During anhydrobiosis, cells are supposed to be in a state of suspended life in which metabolic processes are paralyzed [65]. However, NIR spectra demonstrate that the metabolomic profile of T. lynnae drastically changes from 4 to 24 h, and then again at 48 h, involving changes in water conformation, as well as lipids and polyols/glucides, that could be related with the aforementioned polar oligogalactolipids [66]. A recent study using dynamic mechanical thermal analysis and xanthophyll cycle pigment epoxidation was used to assess enzyme activity, showing that subtle differences in water content has important consequences on the metabolic reactions that occur during the desiccated state. Candotto et al. [67] have recently shown evidence that while enzyme activity ceases when the cytoplasm of lichen cells reach the glassy state, a certain degree of enzymatic activity is still possible in a “rubbery” state at slightly higher water contents [67]. Interestingly, our data seem to contribute to supporting this hypothesis.

The aquaphotomics study performed on T. lynnae indicates that available water changes from one molecular compartment to another as desiccation advances. During the first two hours, free water (S₀) decreases, whereas water with four hydrogen bonds (S₄) increase. Free water molecules enable most chemical, biological, and physiological reactions and provide turgor volume. The allocation of water to higher bonding compartments correlates with cytoplasmatic vitrification, where polyols and nonreducing sugars play a fundamental role both in microalgae and plants [46,65]. This conformation of water is consistent with described dehydration mechanisms, such as the accumulation of sugars, volume contraction, cell wall folding, or subdivision of vacuoles [68,69,70,71]. One-hydrogen- bond water molecules (S₁) also gain relative weight in this first phase of desiccation. As explained above, this has been related with desiccation tolerance of the resurrection plant H. rhodopensis [46]. At 3 h, the proportion of water in protonated clusters (S_r) decreases, almost disappearing at 4 h, which agrees with the allocation of water to high bonding conformations seen during the first two hours. On the other hand, the relative proportion of water with two hydrogen bonds (S₂) stays stable through the whole desiccation process. Kuroki et al. [46] have related this observation in H. rhodopensis with the importance of protein stabilization, since this is the most abundant water species around proteins.

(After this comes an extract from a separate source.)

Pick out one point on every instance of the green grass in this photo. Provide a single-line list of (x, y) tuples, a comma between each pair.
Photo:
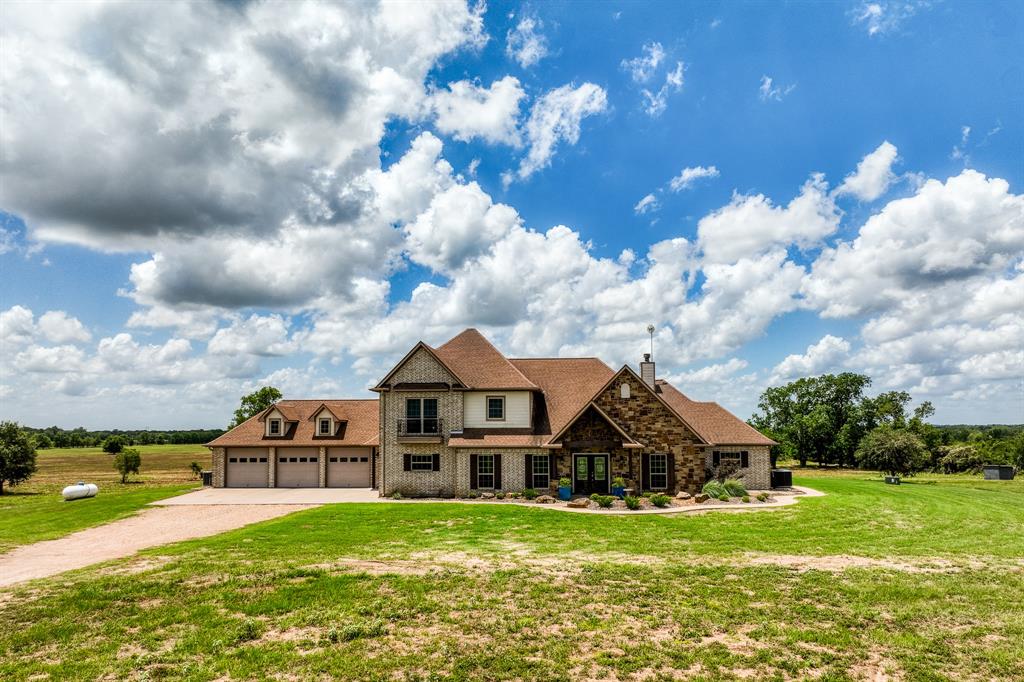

Similarly to what is seen in the whole NIRS spectrum, the variation in the structure of water in cells desiccated in 24 h is striking compared to 48 h. Protonated water clusters (S_r) significantly increase, both in relative and absolute terms, probably at the expense of the highest bonding conformation (S₄). S₃ species also show a slight increase, while the rest of the water species remain at similar levels. At 48 h, S₄ recovers slightly without further remarkable changes.

5. Conclusions

NIRS metabolomic fingerprinting is revealed as an extremely fast and versatile tool for the study of differences between lichen taxa, but also for the study of phenotypical changes induced by the microenvironment. Our data point to a higher water retention capacity in the natural dry state of Ramalina farinacea than Lobarina scrobiculata, related with S₂ water molecules and protein stabilization, providing a molecular mechanism for its higher desiccation tolerance.

The R. farinacea phycobionts Trebouxia lynnae and T. jamesii show remarkably similar NIRS fingerprints, where water strongly contributes, as well as lipids and polyols/glucides. These metabolomic groups have been previously linked to desiccation tolerance and anhydrobiosis adaptation. Aquaphotomics of T. lynnae desiccation demonstrates that this microalga allocates water molecules to high-bonding conformations during desiccation as recently described for the resurrection plant Haberlea rhodopensis. Data also show that this phycobiont modulates water structure and metabolomic profile even during anhydrobiosis, supporting the existence of a cytoplasmatic “rubbery” state during vitrification that allows enzyme activity.